ISBN 0-8166-3104-2 Paper $16.95

248 pages 5 x 8 August

Translation inquiries: University of Minnesota Press

Customer Reviews

5 ratings

Transported me back to childhood

Meyers captures what it's like to be a farmkid--to have a haybarn as your playground and to work side by side with your parents in a way today's kids will never know. (I especially love his reference to the sound that your boots make as you pull them out of the barnyard muck.) He captures a farm family's heartaches and proud moments in simple, true style. I gave this book to my father, a Minnesota farmer, because it spoke volumes about what my parents instilled in me by raising me on a farm and the struggles we faced to make ends meet. He loved it! It's not a book for just former farm kids though. Beautifully written. One of my top ten books.

Good Book

This book reminds me so much of my life growing up in a small town in South Dakota, i didn't live on a farm but worked on one and still work on one during the summers. I thouroghly enjoyed Kent's abliltity to describe certain events, sights and the other 4 sense's. A very good book i sat down and read it in a day no more than 12 hours total reading, it sucked me right in.

An Exceptional First-Hand Account of Farm Life

Anyone wishing to really know what farming was and is about should read this book.

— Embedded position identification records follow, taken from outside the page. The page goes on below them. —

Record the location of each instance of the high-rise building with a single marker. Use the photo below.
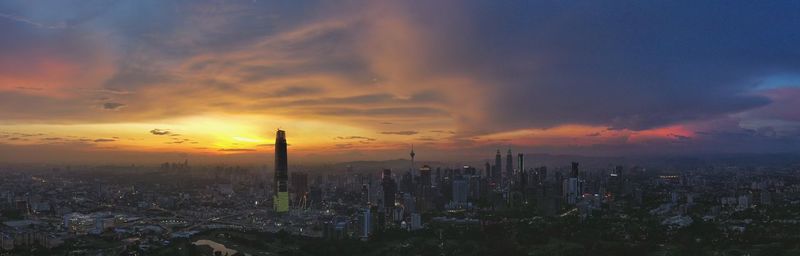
(366, 223)
(509, 167)
(460, 191)
(389, 190)
(424, 189)
(574, 172)
(498, 167)
(299, 185)
(412, 154)
(281, 196)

Great little stories, wonderful memories to those of us who grew up on a farm, and tear-jerking memories of farm sales. We had three children instead of nine, but many experiences were the same.

Kent could be my brother

A friend of mine recommended this book. I grew up on a farm in central Nebraska. When I finished reading this book, I called my mom and asked her if I had a brother named Kent that she never told me about. I started reading her excerpts from the book and we were both astounded by how closely it matched our own lives on the farm in Nebraska, including the blue-speckled canning pot and pressure cooker sitting on the stove all summer! I found particular delight in the essay on the work of "town kids" vs. "farm kids." I look back at all we did, but it never seemed like work. It was just our life, one I wouldn't trade for anything. Like the author, I've been through my father's death, the sale of the farm, and in the next few weeks my mother will be moving off the farm and into town. Loved this book!

Perfectly captures the disappearing Midwestern farm life.

_A Witness of Combines_ was difficult for me to read. Kent Meyers so perfectly captures what it was like for me to grow up on a north central Iowa farm, that it feels like he was one of the neighbors. The final chapter about returning home is unbearably vivid. I, too, am off the farm because of governmental policies and their effects on farming. If you want to know what it was like, and why we ought to try to preserve it, read this book. If I ever write this well, I shall be well-pleased.